Another aspect she thinks makes her a lightning rod for criticism is that she is an outspoken young woman.
“They expected me to critique the chauvinism of the Arab men; if I do so, then they can call me a rebel. But when this revolutionary woman, I continue the revolution outside the community, implementing it toward the Israeli establishment regarding the same values, then I am provocative.”
Balad is considering running on a combined slate with United Arab List- Ta’al and Hadash, and Zoabi thinks there is a good chance an alliance will be formed.
This will happen “by strengthening our cooperation with the Left movement [Hadash]. We think that one list will increase the belief of the people in politics, because they are so frustrated and don’t believe in Israeli democracy… Currently there are 11 [mandates], the polls tell us we would increase by four to five more seats [together].”

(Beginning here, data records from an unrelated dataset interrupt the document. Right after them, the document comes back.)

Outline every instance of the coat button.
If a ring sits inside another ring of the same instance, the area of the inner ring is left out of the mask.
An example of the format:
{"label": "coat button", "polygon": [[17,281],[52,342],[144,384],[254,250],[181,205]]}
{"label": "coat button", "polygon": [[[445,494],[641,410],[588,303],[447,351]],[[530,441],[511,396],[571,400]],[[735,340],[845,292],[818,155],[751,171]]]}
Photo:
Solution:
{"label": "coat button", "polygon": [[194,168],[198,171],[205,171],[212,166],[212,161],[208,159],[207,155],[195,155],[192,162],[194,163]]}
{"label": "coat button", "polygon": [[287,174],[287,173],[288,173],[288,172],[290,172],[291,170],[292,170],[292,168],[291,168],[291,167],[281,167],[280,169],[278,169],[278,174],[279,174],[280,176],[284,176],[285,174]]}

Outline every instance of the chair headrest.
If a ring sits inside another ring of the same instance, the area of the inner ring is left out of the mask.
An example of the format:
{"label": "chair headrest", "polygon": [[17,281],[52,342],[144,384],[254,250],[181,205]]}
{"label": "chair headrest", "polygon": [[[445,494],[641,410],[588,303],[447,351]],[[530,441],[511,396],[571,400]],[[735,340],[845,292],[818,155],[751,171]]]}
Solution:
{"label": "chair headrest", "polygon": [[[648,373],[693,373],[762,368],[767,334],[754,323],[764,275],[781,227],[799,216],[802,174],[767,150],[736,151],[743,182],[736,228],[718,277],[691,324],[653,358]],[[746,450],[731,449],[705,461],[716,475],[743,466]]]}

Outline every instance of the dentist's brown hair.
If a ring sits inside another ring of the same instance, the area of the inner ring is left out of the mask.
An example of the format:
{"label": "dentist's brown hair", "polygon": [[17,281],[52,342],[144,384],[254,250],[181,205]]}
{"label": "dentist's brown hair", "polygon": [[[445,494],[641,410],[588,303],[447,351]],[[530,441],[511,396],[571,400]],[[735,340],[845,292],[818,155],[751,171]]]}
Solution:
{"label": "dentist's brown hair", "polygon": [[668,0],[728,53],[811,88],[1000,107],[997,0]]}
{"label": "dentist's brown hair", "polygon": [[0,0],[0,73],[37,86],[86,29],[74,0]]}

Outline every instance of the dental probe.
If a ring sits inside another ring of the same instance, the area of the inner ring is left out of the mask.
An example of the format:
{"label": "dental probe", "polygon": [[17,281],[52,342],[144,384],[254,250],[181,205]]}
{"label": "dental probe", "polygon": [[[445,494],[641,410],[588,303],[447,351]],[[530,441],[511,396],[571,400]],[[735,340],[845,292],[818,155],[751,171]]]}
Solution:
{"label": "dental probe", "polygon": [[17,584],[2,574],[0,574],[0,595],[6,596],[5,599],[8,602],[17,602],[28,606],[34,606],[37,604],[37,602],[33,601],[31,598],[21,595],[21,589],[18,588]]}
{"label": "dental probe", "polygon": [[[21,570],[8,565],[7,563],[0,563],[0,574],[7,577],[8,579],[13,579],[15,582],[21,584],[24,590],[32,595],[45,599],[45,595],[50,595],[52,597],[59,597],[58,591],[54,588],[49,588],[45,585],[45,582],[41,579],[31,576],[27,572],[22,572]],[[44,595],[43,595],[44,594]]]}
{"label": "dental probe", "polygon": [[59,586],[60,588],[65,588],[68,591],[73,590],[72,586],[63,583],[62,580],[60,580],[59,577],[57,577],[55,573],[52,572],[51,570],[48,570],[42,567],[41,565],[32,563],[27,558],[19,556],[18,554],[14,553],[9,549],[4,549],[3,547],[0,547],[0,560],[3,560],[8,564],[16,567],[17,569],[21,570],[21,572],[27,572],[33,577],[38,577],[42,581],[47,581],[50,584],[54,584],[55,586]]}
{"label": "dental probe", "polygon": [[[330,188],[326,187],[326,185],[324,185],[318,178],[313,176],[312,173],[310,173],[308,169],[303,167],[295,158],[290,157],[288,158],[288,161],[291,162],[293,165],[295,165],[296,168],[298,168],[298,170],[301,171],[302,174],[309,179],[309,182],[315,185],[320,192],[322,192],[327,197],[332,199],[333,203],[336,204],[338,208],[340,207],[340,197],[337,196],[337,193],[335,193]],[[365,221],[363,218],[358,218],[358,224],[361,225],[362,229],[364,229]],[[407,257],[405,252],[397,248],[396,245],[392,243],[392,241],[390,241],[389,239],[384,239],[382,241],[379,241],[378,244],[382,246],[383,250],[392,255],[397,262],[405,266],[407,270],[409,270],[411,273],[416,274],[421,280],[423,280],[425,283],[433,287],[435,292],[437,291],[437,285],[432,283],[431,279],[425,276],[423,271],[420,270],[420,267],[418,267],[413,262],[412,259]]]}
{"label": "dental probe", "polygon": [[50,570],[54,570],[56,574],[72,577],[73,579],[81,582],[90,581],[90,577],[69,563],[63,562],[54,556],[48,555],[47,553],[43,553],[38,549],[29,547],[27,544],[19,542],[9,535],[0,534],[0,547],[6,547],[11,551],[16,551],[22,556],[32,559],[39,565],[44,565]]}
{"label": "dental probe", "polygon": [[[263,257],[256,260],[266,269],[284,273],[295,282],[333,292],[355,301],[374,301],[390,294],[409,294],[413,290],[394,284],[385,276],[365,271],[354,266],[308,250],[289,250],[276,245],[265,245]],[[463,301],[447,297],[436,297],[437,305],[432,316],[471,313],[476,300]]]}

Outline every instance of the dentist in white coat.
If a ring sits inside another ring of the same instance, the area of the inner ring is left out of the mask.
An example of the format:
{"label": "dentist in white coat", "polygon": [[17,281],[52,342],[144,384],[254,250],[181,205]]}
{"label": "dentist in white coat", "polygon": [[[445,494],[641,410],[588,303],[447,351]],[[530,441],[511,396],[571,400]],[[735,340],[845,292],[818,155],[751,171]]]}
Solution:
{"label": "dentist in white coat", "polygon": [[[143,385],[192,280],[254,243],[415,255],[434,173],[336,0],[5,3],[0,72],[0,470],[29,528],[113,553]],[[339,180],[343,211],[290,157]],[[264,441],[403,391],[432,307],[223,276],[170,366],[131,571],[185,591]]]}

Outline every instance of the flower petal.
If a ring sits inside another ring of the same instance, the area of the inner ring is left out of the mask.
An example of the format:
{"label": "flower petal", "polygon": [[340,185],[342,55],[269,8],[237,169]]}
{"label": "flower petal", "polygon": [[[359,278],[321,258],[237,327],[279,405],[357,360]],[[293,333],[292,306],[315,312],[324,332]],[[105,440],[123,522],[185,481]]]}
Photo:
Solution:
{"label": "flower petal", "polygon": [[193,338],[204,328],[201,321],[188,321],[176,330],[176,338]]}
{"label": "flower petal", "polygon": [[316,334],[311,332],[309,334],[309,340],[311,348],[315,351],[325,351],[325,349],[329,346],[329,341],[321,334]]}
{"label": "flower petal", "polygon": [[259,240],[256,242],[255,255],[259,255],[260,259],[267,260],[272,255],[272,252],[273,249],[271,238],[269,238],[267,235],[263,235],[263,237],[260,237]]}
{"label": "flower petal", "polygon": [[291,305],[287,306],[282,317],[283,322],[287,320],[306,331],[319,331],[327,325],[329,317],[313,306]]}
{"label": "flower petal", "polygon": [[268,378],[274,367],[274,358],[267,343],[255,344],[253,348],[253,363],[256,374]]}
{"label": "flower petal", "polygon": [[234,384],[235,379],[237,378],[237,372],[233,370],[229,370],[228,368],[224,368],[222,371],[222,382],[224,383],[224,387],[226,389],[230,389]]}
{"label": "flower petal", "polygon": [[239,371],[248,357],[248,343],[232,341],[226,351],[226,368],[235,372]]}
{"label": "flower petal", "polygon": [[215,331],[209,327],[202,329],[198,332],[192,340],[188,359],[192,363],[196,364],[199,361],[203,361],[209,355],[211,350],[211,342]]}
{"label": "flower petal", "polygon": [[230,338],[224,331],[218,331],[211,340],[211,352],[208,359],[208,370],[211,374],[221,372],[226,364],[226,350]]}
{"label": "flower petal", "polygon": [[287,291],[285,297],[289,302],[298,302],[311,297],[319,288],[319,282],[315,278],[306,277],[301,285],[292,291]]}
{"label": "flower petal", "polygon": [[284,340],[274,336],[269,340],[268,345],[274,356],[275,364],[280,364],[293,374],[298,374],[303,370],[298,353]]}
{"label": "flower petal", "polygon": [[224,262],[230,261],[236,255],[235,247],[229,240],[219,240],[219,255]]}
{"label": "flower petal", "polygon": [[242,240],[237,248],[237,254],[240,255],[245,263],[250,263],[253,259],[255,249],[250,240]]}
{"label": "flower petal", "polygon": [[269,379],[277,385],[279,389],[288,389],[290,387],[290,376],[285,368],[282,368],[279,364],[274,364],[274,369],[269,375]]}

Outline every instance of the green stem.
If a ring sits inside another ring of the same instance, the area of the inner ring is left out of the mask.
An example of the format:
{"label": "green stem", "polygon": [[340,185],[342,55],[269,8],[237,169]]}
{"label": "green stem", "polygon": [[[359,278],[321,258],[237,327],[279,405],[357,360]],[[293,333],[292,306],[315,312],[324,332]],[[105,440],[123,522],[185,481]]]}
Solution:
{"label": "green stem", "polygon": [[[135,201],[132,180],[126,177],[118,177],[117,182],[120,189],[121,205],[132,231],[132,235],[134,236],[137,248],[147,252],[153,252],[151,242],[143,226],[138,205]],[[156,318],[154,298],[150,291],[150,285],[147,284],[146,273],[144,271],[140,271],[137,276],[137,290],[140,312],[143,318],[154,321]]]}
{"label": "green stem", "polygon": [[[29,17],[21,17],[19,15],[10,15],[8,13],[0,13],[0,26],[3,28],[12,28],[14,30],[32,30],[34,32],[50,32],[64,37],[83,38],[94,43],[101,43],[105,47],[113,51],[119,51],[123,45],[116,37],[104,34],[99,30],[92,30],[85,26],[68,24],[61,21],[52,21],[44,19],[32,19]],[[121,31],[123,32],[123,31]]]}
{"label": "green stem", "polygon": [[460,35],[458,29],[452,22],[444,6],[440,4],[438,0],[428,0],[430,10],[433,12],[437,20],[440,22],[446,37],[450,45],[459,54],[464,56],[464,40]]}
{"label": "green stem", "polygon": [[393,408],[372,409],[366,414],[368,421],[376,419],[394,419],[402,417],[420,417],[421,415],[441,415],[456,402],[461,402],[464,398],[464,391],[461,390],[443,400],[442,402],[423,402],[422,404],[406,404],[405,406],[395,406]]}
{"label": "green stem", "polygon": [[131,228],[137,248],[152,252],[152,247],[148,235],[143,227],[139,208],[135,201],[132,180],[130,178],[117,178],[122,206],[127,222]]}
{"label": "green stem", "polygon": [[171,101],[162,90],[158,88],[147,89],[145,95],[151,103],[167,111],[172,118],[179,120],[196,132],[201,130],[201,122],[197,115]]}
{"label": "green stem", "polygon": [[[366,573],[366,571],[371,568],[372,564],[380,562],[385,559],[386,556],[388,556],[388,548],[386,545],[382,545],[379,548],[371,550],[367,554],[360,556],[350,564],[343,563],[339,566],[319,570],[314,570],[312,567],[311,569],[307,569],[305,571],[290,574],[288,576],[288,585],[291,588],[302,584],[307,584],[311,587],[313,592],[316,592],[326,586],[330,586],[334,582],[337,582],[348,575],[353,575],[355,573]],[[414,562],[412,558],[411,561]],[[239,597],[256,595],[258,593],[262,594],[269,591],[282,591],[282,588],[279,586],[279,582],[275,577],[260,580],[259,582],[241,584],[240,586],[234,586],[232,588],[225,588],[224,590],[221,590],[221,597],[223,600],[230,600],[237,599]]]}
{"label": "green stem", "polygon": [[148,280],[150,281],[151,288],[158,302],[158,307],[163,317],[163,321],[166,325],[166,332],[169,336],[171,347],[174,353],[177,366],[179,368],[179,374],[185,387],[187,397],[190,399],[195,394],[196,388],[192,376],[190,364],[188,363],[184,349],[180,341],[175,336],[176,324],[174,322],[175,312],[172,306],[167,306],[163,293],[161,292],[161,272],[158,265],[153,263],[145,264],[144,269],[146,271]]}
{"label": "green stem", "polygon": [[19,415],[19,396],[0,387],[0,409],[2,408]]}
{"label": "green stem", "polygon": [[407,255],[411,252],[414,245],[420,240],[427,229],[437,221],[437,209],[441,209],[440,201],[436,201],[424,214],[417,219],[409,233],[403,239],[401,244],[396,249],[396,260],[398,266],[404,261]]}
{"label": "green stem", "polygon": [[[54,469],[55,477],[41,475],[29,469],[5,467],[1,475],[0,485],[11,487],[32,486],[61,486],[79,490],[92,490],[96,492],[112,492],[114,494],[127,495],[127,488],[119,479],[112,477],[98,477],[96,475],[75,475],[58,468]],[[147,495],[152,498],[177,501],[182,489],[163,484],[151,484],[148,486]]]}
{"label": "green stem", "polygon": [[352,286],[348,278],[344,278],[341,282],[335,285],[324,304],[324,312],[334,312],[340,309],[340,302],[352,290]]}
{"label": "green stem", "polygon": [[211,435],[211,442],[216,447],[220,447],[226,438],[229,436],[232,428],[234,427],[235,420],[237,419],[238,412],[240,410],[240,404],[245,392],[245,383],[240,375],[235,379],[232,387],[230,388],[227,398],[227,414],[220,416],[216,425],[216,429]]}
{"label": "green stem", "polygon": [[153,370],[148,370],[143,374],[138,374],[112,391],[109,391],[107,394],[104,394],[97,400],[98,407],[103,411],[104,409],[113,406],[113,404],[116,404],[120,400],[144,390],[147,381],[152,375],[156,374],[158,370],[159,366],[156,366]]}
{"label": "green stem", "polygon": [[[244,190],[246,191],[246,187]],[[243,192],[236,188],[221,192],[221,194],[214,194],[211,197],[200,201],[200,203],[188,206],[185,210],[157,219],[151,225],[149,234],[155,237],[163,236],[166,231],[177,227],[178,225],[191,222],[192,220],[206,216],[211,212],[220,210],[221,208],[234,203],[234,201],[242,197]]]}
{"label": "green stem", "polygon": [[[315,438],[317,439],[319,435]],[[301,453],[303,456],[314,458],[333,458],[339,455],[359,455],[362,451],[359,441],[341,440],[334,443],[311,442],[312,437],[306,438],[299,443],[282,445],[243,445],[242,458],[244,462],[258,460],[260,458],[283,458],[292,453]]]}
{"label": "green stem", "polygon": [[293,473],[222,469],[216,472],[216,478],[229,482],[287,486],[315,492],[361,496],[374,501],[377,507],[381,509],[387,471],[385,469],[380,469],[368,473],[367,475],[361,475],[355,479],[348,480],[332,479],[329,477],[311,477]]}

This reflects the fact that voter turnout among Arabs has tended to be around 55%, while among Jews it approaches 70%. With a higher electoral threshold of 3.25% in this election, a united Arab party would be ensured representation and might energize voters.
Zoabi is hopeful going into the next elections, and said she thinks being united with Hadash would also appeal to Jewish voters, noting, “There is no obstacle to having more than one Jew [on the combined list] – and maybe not just from Hadash, maybe from Balad.”